You can add your own money to this account if you want to buy additional services.

We will pay your direct payment into this bank account every 28 days.

Who can get direct payments

To get direct payments, you must:

  • live in Lambeth with the disabled child or young person
  • have an assessment of your needs and the child or young person’s needs, completed by a social care worker
  • be able to manage a direct payment with or without help
  • be parent or carer of a disabled child or young person.

Alternatively, you must:

  • be a disabled young person aged 16 and over, living in Lambeth 
  • have had an assessment of your needs done by a social care worker
  • be able to manage direct payments on your own or with help.

How you can use direct payments

You can use your direct payments for:

  • personal care
  • overnight or daytime short breaks
  • support to access leisure or community activities
  • a combination of these.

You can't use your direct payments for:

  • buying services from us or any other local authority
  • employing someone who lives with you
  • paying for health care services, including equipment that the NHS provides, such as vaccination or immunisation, health screening, NHS health checks, or, services that are provided by your GP, prescriptions and dental charges
  • equipment and adaptations available through the Disabled Facilities Grant
  • long-term residential care
  • residential education
  • any services that are not part of your child’s assessed needs
  • household expenses
  • paying for childcare so that a parent or carer can work.

How to get a direct payment

If your child has a personal budget and you’d like to change to direct payments, speak to your child’s social worker.

Your responsibilities as an employer

If you use your direct payments to employ a personal assistant (PA) to meet the needs of your child, you’ll have certain responsibilities for anyone you employ.

You’ll be given advice from a children’s direct payment adviser with this.

This will include:

  • accessing advice on tax and national insurance
  • help with the Disclosure and Barring Service (DBS) checks
  • help with other issues to help you manage your responsibilities as an employer.

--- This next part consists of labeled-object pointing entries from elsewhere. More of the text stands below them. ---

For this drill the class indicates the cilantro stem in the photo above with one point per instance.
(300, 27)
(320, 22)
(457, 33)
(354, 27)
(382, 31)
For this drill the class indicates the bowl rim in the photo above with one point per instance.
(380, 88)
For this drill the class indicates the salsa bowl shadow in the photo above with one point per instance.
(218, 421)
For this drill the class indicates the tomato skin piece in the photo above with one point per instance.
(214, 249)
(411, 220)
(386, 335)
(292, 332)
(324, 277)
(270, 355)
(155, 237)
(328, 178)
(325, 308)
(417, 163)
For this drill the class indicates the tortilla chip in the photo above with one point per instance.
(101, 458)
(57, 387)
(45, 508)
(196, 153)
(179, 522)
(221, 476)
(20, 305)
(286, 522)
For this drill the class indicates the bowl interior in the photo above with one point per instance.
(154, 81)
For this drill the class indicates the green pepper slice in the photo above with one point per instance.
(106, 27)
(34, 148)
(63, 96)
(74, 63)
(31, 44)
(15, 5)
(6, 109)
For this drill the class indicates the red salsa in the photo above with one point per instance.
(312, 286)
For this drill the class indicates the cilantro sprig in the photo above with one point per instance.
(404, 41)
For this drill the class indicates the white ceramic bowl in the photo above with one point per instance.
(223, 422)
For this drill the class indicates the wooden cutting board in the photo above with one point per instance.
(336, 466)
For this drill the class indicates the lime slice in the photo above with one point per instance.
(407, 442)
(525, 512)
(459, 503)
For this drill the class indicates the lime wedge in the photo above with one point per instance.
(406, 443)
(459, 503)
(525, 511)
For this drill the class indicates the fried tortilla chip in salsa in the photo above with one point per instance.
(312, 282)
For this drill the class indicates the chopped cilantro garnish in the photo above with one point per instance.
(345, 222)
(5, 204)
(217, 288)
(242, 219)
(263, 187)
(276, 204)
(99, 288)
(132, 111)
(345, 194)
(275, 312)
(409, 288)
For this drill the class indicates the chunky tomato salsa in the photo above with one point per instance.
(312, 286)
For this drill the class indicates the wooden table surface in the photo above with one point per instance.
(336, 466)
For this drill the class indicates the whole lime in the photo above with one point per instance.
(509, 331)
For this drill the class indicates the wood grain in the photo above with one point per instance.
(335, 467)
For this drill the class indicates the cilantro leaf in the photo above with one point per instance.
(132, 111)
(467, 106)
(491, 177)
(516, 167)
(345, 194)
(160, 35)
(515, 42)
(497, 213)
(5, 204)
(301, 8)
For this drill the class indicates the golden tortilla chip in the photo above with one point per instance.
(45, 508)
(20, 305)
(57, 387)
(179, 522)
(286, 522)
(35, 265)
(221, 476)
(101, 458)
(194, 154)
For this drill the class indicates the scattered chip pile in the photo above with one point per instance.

If the person employed will be working in a school environment to support the young person, then there must be a service level agreement in place with the school.

This needs to include:

  • any induction or training the school requires the person to undertake, for example, health and safety and first aid
  • any security measures that the person will need to adhere to, for example, if a pass is required to get around the building
  • a brief outline of duties and responsibilities of that person
  • point of contact in the school for the person in cases of emergency
  • confirmation that a DBS check has been completed and the DBS number
  • a contingency plan for if the person supporting the young person is off sick or doesn't turn up.